Rich Text Format reduces file size down to almost 50% of what you would get in Word 2003. In fact, saving in RTF Format for Word, (any version) brings the size of the file down to about what you get when you save a WordPerfect document with the default wpd. extension.
But here is the little problem. If you have things like graphics, charts, or complex formats, Word sometimes will have trouble reading those types of documents in RTF format. Sometimes graphics will not show up at all in RTF files because the files are text based. If you keep everything text-based, Word, WordPerfect, Open Office, Google Docs, should be able to read RTF files fine. RTF eliminates (or tries to) a lot of Word's proprietary format features that drive people up the wall. You know, M$ way of auto formatting things that come out looking like crap most of the time, when WordPerfect and Open Office let you be more in control about how you want documents to look.

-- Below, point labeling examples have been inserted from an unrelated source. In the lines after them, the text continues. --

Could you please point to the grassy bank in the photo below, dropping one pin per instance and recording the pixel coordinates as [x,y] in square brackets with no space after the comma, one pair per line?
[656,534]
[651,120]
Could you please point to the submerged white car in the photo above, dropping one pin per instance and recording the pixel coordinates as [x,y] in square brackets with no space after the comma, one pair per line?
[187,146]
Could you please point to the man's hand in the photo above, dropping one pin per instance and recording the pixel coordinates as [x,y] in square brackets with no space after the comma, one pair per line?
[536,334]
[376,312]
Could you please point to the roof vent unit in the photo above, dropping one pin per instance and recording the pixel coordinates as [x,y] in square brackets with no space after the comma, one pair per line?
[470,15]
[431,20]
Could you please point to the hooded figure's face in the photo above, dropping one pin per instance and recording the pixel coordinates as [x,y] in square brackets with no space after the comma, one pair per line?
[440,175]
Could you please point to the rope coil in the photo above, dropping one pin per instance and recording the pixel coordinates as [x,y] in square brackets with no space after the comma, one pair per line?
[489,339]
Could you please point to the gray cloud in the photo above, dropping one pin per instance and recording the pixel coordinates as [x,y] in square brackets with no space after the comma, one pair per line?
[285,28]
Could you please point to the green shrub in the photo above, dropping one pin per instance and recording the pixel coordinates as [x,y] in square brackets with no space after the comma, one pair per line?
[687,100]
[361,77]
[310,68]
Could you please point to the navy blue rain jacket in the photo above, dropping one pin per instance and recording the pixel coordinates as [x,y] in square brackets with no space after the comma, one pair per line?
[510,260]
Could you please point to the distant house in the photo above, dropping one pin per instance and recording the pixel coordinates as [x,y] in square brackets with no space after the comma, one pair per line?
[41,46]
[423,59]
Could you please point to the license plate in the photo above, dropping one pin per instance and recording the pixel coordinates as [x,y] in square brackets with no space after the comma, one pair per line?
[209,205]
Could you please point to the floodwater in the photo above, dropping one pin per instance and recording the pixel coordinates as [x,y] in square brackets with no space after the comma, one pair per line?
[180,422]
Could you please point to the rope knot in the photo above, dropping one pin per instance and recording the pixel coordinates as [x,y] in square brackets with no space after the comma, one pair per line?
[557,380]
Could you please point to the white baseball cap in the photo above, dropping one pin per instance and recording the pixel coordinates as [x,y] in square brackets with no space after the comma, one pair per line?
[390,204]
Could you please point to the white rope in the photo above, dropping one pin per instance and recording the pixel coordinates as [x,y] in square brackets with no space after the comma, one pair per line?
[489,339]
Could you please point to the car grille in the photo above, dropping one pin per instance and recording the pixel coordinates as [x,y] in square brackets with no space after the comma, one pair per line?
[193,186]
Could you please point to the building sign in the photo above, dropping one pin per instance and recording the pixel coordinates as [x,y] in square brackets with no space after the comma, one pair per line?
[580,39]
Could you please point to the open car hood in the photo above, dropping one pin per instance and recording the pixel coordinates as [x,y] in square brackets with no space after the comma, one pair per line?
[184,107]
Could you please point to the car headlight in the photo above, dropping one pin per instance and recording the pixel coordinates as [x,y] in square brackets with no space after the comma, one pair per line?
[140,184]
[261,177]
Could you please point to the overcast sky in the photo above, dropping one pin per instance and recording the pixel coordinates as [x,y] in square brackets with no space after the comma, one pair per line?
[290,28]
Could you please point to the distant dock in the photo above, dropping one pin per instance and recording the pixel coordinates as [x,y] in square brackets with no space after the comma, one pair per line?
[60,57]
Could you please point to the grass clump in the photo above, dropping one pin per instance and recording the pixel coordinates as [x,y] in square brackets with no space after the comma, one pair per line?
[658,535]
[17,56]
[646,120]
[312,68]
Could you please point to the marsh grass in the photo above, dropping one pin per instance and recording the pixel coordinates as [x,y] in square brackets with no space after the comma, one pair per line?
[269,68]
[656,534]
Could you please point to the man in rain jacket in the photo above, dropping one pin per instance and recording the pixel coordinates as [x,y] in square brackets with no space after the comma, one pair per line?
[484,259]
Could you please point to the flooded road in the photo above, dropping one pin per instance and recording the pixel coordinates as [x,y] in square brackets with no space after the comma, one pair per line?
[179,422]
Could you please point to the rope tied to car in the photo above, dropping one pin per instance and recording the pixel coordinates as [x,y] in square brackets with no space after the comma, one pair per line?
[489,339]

So I will just reopen this question. If you are working with conventional text based documents, could you save them as such in Word (as RTF files) and correspond school and work papers and reports using RTF as a main save option? Are their any reasons, stated by the user above why you would need to save in doc format, rather than RTF? I like saving Word files better in RTF format when I can, rather than DOC format. The reasons are smaller file size and better formatting control if a user does not have Word, but a different word processing program on their computer.